The American West has a reputation–bold, tough, lonely, untouched, strong, populated by men and women who share its characteristics. Although much of that image has been made up by Hollywood’s representation of the West, the ideal persists through legends like John Wayne.

Ralph Lauren and the 1 percent never really had a place in the idea of the American West, until Tracy Stuckey began painting.

Stuckey, a Colorado artist, has carved out a niche with his unique take on western art. His paintings offer satires of the exploitation of the region that began with the Gold Rush and today is embodied by elites donning chaps, cowboy hats and Pendletons on their way through the region–the “Ralph Laurenization of the iconic West and its characters,” he said.

Stuckey’s work is displayed at the Northern Arizona University Art Museum, offering members of the NAU and Flagstaff communities a chance to examine his works and draw their own conclusions about the ideas he portrays.
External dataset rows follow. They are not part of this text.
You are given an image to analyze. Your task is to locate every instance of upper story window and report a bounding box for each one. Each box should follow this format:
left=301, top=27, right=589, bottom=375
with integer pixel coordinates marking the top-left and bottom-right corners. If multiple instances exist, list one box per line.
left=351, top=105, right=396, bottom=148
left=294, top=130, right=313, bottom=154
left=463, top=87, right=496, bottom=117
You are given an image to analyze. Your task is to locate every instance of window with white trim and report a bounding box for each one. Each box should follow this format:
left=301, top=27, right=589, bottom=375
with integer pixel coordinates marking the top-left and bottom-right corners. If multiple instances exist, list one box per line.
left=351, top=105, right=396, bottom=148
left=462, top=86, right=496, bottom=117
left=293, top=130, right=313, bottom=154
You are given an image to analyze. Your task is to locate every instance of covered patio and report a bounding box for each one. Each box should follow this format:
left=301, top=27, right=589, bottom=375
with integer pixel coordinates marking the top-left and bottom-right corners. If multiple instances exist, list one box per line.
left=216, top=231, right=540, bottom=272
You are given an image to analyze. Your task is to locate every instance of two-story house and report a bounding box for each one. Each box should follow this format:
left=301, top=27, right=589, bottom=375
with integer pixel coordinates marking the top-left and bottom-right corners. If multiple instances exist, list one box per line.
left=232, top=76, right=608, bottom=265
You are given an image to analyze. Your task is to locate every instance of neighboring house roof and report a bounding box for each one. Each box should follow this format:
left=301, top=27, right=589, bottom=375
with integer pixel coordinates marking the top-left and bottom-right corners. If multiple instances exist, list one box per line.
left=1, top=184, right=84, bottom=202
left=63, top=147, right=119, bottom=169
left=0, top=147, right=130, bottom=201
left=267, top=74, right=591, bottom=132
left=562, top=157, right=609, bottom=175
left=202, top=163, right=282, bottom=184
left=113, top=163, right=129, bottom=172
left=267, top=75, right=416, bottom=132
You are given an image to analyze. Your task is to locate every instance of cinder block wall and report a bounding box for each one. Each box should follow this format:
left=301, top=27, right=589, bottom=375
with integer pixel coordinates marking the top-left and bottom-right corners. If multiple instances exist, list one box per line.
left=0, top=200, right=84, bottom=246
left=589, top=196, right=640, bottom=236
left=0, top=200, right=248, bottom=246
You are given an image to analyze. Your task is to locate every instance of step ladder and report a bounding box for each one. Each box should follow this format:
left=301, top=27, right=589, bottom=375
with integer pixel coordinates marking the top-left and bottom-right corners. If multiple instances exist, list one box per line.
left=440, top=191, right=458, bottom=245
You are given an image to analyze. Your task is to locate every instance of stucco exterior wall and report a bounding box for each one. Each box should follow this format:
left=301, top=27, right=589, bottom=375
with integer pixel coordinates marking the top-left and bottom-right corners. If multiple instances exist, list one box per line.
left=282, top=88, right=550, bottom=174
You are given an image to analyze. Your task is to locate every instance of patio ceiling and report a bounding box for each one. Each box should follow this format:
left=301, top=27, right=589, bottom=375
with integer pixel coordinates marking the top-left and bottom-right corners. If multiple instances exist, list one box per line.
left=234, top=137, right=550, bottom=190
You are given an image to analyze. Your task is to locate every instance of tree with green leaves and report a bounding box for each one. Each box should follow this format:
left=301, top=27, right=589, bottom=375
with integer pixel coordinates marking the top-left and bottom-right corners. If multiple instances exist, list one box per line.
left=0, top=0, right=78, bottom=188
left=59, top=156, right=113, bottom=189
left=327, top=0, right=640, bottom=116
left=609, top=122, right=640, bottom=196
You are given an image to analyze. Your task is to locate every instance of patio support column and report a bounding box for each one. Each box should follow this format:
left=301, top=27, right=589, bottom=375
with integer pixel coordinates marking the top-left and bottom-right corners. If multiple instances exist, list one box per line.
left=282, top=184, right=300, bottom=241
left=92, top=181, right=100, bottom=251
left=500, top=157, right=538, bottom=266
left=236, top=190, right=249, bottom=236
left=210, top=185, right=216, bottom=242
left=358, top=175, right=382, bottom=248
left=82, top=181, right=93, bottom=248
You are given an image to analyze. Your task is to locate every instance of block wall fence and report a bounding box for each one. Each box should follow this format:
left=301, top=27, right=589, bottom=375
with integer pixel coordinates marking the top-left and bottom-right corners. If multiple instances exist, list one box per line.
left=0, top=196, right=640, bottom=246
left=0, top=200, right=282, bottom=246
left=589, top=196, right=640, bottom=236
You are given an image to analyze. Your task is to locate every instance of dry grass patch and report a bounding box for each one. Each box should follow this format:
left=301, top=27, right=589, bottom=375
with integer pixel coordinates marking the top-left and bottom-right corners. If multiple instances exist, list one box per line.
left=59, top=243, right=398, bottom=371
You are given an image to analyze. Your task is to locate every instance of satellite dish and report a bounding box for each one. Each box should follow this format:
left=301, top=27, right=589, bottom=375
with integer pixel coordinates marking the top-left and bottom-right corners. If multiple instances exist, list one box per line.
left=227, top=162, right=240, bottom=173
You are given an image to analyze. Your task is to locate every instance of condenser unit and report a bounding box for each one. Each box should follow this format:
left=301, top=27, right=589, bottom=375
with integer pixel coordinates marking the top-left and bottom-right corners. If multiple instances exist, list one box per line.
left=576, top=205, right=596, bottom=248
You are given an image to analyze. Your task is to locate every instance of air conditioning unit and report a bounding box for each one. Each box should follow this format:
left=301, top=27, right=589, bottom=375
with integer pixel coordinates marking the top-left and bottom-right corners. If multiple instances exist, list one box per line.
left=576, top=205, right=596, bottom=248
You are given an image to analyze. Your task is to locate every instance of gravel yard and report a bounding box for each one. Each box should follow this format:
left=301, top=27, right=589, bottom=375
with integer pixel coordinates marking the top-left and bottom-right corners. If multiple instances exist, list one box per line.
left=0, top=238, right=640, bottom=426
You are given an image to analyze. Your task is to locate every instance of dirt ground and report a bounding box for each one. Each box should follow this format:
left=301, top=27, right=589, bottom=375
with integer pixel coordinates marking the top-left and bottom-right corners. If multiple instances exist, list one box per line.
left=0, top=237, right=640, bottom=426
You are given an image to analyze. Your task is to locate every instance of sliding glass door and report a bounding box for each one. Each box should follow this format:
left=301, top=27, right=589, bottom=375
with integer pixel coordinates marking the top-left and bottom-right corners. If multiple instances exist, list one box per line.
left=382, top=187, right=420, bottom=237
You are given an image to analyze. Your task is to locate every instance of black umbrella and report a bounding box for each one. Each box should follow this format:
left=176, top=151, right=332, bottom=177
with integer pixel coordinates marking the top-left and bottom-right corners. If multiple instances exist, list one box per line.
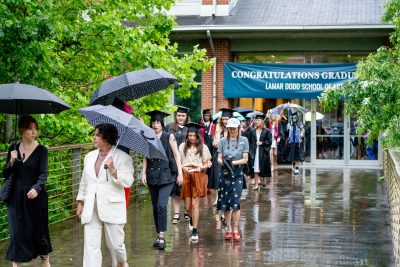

“The American West has always been as much an idea as a reality,” said George Speer, director of the NAU Art Museum. “Tracy Stuckey’s paintings investigate the region as a brand shaped by romantic images and as an imaginative territory embodied in iconic figures such as John Wayne and Butch Cassidy.”

“Stranger in These Parts” features the artist’s recent paintings, which combine seemingly paradoxical images–a man in a suit and tie on a horse as a woman in heels watches, picnickers walking away from a massive explosion, a nattily-dressed man standing atop the buffalo he’s killed.

The exhibition will be open Jan. 31 through March 4. Both the museum and lecture are free and open to the public. The NAU Art Museum is in Old Main, 620 S. Knoles on the NAU campus.